After seven years, an offer from his former head chef and word of a revamped restaurant that would focus solely on seafood was enough to tempt him back to lead the team at iasg.

He said: “The Blythswood is a Glasgow institution, and I knew what it was like to work there from the first time around. 

“It was a big jump to go from an independent restaurant to a large hotel like this. 

“The size of my team doubled which was a steep learning curve, but working as head chef at iasg was a great opportunity. 

“All of the menus are fully designed by me, so I enjoy the chance to get creative with them."

iasg has currently reached the tail end of another busy summer which has seen its tables close to fully booked for months.  

Not one to let the momentum drop, Mr Currie has spoken of plans for new measures which will help to polish their sustainable credentials even further as a new general manager joins the team ahead of the festive season.

He said: “We’re very selective of our produce because sustainable Scottish seafood is important to me. 

“In particular, our customers seem to enjoy our partnership with The Firth Forth Lobster Hatchery. 

“£1 from every bill is donated to them which helps to maintain stock levels. 

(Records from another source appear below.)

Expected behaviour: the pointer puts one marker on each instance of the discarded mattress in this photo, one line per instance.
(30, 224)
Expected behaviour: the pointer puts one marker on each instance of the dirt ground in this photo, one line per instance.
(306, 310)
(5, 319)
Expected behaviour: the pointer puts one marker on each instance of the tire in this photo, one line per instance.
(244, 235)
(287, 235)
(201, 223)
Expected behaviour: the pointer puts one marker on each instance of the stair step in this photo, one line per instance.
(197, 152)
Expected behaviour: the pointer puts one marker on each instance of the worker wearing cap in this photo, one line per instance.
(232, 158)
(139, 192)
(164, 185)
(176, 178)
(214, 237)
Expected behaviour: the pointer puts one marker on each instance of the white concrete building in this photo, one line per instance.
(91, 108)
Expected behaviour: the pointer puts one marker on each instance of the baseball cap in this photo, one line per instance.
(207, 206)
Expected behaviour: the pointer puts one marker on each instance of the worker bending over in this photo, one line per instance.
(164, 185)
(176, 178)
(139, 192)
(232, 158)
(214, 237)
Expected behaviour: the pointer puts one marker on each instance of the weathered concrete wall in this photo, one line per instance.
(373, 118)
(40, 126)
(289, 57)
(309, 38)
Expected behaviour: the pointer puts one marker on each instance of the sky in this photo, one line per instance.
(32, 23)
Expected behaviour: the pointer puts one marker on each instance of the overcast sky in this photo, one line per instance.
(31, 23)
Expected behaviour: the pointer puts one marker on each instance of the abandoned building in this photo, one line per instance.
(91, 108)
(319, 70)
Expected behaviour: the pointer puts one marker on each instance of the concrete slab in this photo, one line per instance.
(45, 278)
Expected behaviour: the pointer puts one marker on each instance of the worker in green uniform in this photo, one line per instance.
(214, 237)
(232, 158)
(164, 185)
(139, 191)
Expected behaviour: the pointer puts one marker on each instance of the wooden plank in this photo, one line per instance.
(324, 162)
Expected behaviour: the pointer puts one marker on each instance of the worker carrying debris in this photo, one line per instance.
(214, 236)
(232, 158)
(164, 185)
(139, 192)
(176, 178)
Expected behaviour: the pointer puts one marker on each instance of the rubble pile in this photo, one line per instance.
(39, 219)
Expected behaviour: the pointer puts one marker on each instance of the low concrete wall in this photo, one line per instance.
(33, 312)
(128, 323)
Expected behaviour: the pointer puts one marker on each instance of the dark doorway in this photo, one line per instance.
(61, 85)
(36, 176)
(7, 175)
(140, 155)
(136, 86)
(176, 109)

“We’re very careful with waste, but you wouldn’t believe how difficult it is to keep track of in such a busy kitchen. 

“We’ve introduced a new system that helps us to monitor whether we’re ordering too much in, over-prepping or getting the portion sizes wrong.” 

The Herald:

Firmly settled into a role which allows him to cook with the best of produce from across Scotland, talk turns to whether Mr Currie has ever felt close to cracking under the pressure of the Blythswood’s glittering reputation. 

“About eight months ago Gordon Ramsay was staying at the hotel and came down to eat,” he said. 

“I don’t get starstruck, but I felt more quiet than usual when I went over to his table after the meal. 

“That was a highlight for me, the pressure to maintain high standards is a huge part of the reason I became a chef. 

“That’s when I’m at my best and I really enjoy it.”